I hear that over and over again, so I'd
like to give wannabe writers some encouragement. I think a big part of their
problem is that they expect the first words they put on paper to glow with
perfection. I'm a big believer in what Anne Lamott calls "the Shitty First
Draft", so I thought I'd share my first draft attempt at a few paragraphs
from my September 3rd release, Necessary
Lies.
Necessary
Lies is my 22nd novel, and I've been using the Shitty First Draft
method a very long time. The book is set
in 1960 rural North Carolina and is the story of a young, green social worker named
Jane and her fifteen-year-old client, Ivy. As Jane discovers the secrets in
Ivy's life, she's thrown into a moral dilemma that jeopardizes both her job and
her marriage. Ivy is one of my all-time favorite characters and it was immense
fun writing from her point of view.
I keep all the drafts of my novels
as I write. Below I'm going to show you a paragraph and the road it traveled
from Shitty First Draft to the final form you'll find in the book. I hope it
encourages those of you who think you need perfection right off the bat.

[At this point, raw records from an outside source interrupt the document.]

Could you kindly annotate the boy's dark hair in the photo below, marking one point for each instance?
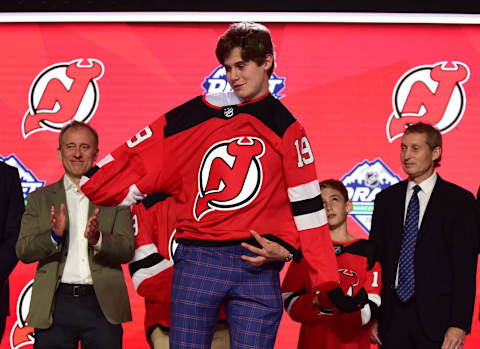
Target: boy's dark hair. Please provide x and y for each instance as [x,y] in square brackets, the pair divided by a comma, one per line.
[253,39]
[434,137]
[77,124]
[337,185]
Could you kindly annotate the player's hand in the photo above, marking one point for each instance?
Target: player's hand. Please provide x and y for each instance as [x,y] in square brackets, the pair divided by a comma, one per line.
[454,338]
[58,221]
[270,251]
[374,338]
[91,232]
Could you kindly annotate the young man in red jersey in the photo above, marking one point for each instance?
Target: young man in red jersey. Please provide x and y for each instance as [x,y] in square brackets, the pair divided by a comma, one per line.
[235,163]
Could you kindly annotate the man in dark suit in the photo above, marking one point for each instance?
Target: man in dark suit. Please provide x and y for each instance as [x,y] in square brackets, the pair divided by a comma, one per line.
[79,292]
[11,210]
[425,234]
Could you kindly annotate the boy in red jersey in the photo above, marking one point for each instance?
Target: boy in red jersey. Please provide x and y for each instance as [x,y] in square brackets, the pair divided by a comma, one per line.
[323,325]
[235,163]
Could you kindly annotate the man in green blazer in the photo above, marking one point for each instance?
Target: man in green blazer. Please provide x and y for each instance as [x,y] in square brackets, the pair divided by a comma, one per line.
[79,291]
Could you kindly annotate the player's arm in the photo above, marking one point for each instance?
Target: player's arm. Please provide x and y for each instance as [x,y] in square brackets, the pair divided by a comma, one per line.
[307,208]
[130,172]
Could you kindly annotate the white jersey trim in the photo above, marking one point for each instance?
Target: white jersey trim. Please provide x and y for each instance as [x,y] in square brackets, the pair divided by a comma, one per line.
[311,220]
[304,191]
[145,273]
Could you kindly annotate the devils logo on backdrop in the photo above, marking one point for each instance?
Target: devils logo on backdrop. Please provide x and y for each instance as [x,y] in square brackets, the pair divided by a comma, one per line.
[432,94]
[230,175]
[60,93]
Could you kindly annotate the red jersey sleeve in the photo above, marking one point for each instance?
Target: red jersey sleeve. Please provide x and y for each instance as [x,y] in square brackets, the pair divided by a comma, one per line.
[131,171]
[307,208]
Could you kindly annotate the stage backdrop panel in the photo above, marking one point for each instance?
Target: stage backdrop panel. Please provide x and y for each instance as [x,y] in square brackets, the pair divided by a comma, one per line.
[351,85]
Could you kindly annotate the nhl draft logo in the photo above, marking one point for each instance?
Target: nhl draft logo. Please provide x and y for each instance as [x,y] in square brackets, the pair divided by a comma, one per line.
[432,94]
[230,175]
[363,183]
[217,82]
[21,334]
[63,92]
[28,179]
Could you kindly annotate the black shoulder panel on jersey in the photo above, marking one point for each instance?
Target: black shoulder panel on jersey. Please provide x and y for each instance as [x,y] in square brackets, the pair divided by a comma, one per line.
[271,112]
[362,248]
[151,200]
[188,115]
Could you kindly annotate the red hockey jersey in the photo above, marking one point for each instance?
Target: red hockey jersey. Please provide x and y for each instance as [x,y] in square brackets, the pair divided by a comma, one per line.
[324,326]
[231,168]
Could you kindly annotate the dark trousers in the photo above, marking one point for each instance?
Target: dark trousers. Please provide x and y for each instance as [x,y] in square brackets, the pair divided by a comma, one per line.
[405,330]
[78,318]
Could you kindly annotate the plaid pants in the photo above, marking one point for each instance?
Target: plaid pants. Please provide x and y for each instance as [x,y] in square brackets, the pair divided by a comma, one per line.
[206,277]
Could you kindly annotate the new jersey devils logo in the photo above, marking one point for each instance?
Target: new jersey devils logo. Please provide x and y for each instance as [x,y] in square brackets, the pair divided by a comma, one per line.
[21,334]
[230,175]
[61,93]
[348,280]
[432,94]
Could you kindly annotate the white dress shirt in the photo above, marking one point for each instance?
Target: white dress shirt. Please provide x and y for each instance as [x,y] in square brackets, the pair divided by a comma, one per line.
[426,188]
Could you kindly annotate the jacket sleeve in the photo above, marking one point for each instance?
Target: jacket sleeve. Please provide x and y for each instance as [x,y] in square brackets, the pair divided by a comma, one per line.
[15,207]
[131,171]
[307,208]
[35,242]
[297,301]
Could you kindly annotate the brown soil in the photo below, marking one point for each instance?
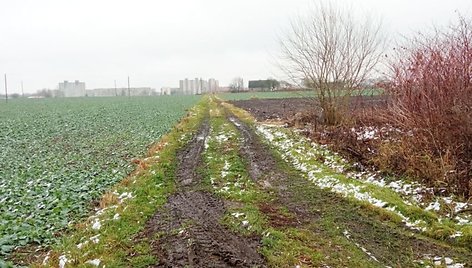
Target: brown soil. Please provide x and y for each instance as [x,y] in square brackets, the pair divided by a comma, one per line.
[309,205]
[187,231]
[284,109]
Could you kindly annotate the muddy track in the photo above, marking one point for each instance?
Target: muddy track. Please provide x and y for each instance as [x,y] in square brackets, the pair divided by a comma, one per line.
[187,231]
[390,245]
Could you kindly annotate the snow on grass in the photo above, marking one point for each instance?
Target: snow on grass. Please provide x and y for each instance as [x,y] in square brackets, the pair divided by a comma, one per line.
[96,224]
[94,262]
[332,175]
[368,253]
[62,261]
[438,261]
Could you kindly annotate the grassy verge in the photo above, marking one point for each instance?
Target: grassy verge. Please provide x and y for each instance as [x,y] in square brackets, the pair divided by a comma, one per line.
[255,211]
[322,167]
[106,238]
[380,209]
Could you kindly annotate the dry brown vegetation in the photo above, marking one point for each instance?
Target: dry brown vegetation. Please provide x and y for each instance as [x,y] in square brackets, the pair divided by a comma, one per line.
[425,129]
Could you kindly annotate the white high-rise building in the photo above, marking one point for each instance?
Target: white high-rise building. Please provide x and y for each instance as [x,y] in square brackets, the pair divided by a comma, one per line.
[72,89]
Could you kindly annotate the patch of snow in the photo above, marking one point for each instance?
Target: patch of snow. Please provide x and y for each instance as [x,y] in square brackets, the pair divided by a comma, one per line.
[95,239]
[62,261]
[237,214]
[95,262]
[81,245]
[96,225]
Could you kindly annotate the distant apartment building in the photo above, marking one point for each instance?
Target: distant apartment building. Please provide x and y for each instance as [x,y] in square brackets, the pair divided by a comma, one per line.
[124,91]
[72,89]
[197,86]
[166,91]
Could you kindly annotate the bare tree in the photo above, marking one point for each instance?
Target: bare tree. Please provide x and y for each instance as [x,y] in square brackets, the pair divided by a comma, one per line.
[237,84]
[333,53]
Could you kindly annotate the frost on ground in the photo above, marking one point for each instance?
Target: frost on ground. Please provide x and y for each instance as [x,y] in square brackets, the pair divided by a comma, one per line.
[332,174]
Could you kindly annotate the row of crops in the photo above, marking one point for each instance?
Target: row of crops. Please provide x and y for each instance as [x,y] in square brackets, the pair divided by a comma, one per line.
[58,155]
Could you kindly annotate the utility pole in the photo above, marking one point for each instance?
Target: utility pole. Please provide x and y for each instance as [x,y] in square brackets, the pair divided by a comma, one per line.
[129,89]
[6,89]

In this scene, Nurse Ann, the public
health nurse, is visiting Ivy. Ann is concerned that Ivy might be having sex (she
is) and she wants to give her contraception. Ivy's seventeen-year-old sister
Mary Ella already has a child. The scene is written from Ivy's first person
point of view.
***
First
Draft
Nurse Ann showed up with
contraceptives. "Open this bag."
I opened it up and pulled out a box
of spermicidal jelly.
"This kills sperm. Sperm comes
from the boy and makes babies."
"I know that."
"And this is what you use to
get it inside you." She pulled a long tube from the bag.
"I need to sweep the
yard," I said.
"You need to stay right here,"
she said.
She opened the bag again and brought
out Trojans. "These are rubbers," she said. "The boy wears
these. They're even more protective than the jelly."
"You mean protection from
having a baby?"
"That's right."
"I don't need these things. You
should talk to Mary Ella. She's gonna get pregnant again any day."
"Mary Ella's not your business.
These things are for you and you can have more if you need them."
Why
was she giving me this stuff instead of Mary Ella. I'd told Mary Ella the boy
should pull out to have no babies, but she ignored me as usual.
Pretty
shitty, huh?
Okay,
here's a draft about halfway to the final.
Middle
Draft
Nurse Ann opened her bag in her lap.
"I have some things here for you," she said, handing me a paper bag.

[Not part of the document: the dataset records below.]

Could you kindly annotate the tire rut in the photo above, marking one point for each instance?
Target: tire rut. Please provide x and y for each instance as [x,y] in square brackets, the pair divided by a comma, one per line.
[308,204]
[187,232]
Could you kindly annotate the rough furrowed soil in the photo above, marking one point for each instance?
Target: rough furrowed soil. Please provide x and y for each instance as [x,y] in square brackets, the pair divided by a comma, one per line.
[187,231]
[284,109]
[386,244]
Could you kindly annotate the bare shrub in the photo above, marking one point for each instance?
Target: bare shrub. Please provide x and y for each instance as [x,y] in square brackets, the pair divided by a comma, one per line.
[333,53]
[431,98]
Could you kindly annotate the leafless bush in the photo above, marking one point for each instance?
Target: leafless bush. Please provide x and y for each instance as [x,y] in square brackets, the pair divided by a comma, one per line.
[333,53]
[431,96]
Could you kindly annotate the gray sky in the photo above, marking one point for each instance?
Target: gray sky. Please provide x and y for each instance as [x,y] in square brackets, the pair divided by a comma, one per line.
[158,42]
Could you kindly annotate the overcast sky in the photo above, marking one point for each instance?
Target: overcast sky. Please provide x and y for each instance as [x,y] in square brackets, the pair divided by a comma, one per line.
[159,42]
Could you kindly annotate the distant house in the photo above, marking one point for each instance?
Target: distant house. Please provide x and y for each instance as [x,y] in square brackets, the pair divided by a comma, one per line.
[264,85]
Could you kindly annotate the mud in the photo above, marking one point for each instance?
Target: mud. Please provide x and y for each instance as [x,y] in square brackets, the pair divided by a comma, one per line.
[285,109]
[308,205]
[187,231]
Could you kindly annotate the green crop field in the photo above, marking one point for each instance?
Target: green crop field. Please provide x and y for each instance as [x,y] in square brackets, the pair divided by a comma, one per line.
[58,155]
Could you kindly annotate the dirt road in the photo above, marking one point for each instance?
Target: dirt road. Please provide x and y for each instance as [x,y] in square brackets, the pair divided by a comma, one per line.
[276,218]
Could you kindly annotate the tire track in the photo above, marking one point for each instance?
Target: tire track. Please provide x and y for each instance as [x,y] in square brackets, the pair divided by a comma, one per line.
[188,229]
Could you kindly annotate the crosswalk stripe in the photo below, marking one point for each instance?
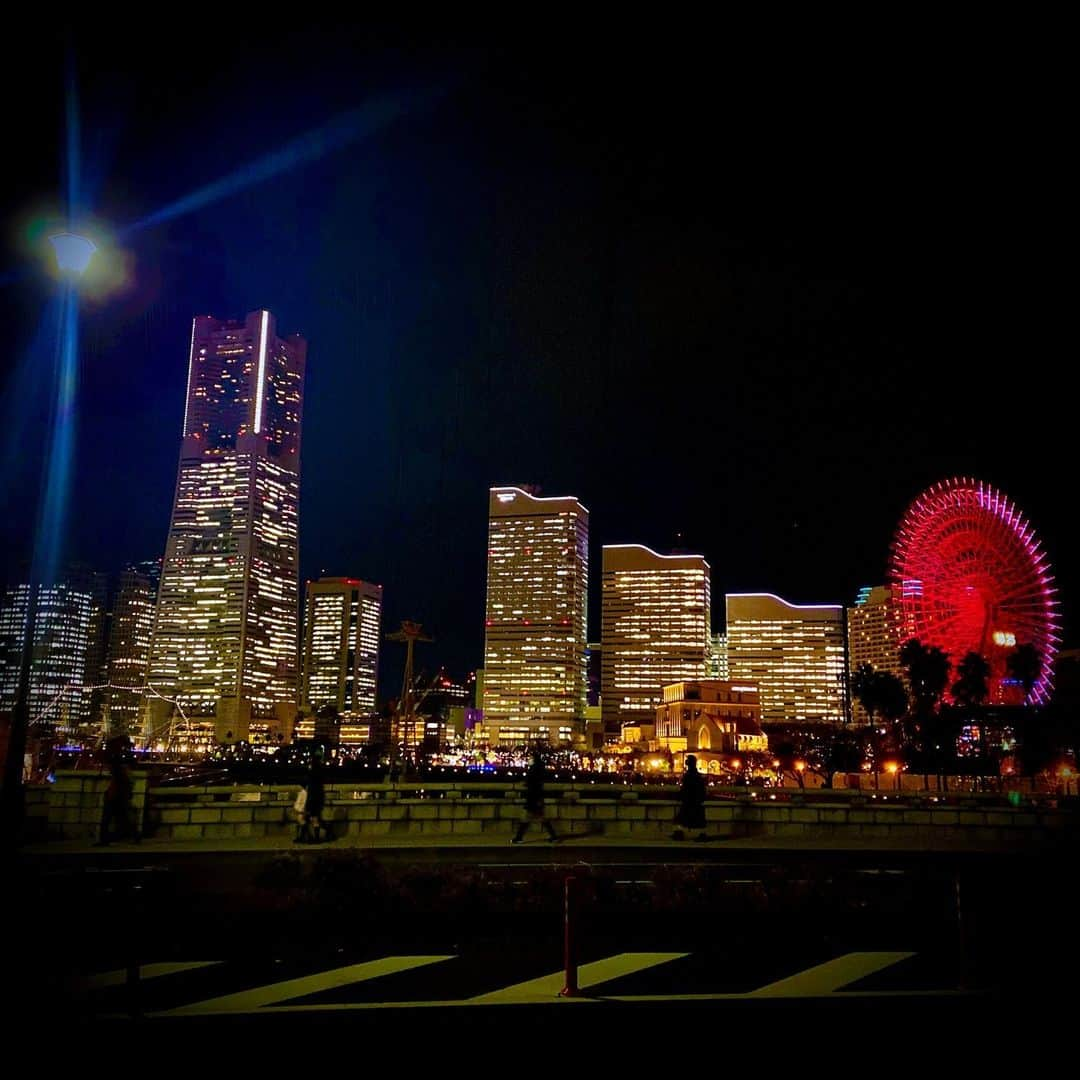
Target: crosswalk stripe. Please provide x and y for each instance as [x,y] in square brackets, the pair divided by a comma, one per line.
[260,996]
[832,975]
[105,979]
[547,987]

I opened it up and pulled out a box
that said spermicidal jelly on the
side.
"You don't eat this kind of
jelly," she said. "It kills sperm. Sperm comes from the boy and
that's what makes babies."
"I know that."
"Now here"—she opened the
box and pulled out a long tube—"you use this to put the jelly inside you."

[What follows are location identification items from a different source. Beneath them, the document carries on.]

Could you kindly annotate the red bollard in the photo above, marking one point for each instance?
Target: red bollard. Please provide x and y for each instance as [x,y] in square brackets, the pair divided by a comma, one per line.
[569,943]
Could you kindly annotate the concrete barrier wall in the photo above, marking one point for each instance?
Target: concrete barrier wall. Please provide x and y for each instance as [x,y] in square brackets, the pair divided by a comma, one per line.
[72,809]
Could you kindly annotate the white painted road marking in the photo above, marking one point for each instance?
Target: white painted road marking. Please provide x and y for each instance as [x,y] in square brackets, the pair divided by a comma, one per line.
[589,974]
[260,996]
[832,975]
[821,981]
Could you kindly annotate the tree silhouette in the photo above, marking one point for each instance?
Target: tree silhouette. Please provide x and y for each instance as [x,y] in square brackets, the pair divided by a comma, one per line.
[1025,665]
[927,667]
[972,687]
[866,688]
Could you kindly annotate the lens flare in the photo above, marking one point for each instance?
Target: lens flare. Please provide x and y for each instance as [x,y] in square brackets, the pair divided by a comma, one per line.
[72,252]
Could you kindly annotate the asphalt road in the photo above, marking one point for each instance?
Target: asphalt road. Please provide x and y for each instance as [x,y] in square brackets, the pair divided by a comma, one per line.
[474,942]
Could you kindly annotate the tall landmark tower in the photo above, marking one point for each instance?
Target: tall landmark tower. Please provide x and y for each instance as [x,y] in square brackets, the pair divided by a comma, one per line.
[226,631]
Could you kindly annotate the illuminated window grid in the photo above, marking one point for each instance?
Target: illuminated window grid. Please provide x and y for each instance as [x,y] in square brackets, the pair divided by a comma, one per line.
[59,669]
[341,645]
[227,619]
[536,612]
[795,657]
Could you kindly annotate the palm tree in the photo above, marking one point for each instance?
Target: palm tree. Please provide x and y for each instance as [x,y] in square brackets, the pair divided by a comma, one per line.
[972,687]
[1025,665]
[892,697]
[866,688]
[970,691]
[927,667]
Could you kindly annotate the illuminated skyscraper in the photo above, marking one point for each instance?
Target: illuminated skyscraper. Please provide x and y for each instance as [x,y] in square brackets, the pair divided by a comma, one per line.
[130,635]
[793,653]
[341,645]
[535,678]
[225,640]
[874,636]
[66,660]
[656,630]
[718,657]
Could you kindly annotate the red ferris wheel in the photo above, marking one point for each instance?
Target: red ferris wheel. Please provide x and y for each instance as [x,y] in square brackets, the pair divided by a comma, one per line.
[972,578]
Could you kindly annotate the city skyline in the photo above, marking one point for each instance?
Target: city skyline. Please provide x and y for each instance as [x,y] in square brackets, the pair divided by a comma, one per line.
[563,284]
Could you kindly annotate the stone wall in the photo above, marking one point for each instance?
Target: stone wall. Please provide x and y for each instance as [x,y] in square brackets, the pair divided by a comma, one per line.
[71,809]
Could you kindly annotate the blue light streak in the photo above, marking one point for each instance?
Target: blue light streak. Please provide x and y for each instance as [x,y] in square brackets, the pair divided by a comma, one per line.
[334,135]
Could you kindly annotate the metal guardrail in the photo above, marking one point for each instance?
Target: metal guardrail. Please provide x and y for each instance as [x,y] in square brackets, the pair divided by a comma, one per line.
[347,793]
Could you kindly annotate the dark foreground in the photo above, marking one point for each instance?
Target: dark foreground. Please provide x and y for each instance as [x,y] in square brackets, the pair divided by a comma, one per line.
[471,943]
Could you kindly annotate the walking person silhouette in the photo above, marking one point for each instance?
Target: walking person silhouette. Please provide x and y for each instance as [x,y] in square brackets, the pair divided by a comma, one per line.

She said how to do that and I knew my cheeks was red.
She reached in the bag one more time
and brought out little packages that said Trojan
on them. "These are rubbers," she said. "The boy puts these on.
They're more protective than the jelly."
"You mean protection from
having a baby?"
"That's right."
I handed the bag back to her.
"I don't need none of this. Mary Ella's the one you should be talkin' to."
"I'm not worried about Mary
Ella right now. I'm worried about you."
"I ain't doing nothing.
"Well, just in case, I want you
to have these things and I can bring you more if you ever need more."
I
didn't know why she wasn't giving these things to Mary Ella. I'd give them to
her myself. I'd told Mary Ella about pulling out to have no more babies, but
she ignored me as usual.
And
the final draft, where I show more of Ivy's emotions.
Final
Draft
Nurse Ann opened the medical bag in
her lap. "I have some things here for you," she said, handing me a
paper bag. "Look inside and I'll explain how you use them."
I opened it up and pulled out a box
that said spermicidal jelly on the
side.
"This is not the kind of jelly
you eat," she said. "It kills sperm. Sperm comes from the boy and
that's what makes babies."
"I know that." I wished I
was someplace else.
"Now here"—she opened the
box and pulled out a long tube—"is the applicator you use to insert the
jelly in your vagina." She went into a long description of how to do that
and I knew my cheeks was red, listening to her. This talk was turning out worse
than I expected.
She reached in the bag one more time
and brought out little packages that said Trojan
on them. "These are rubbers," she said. "The boy puts these on.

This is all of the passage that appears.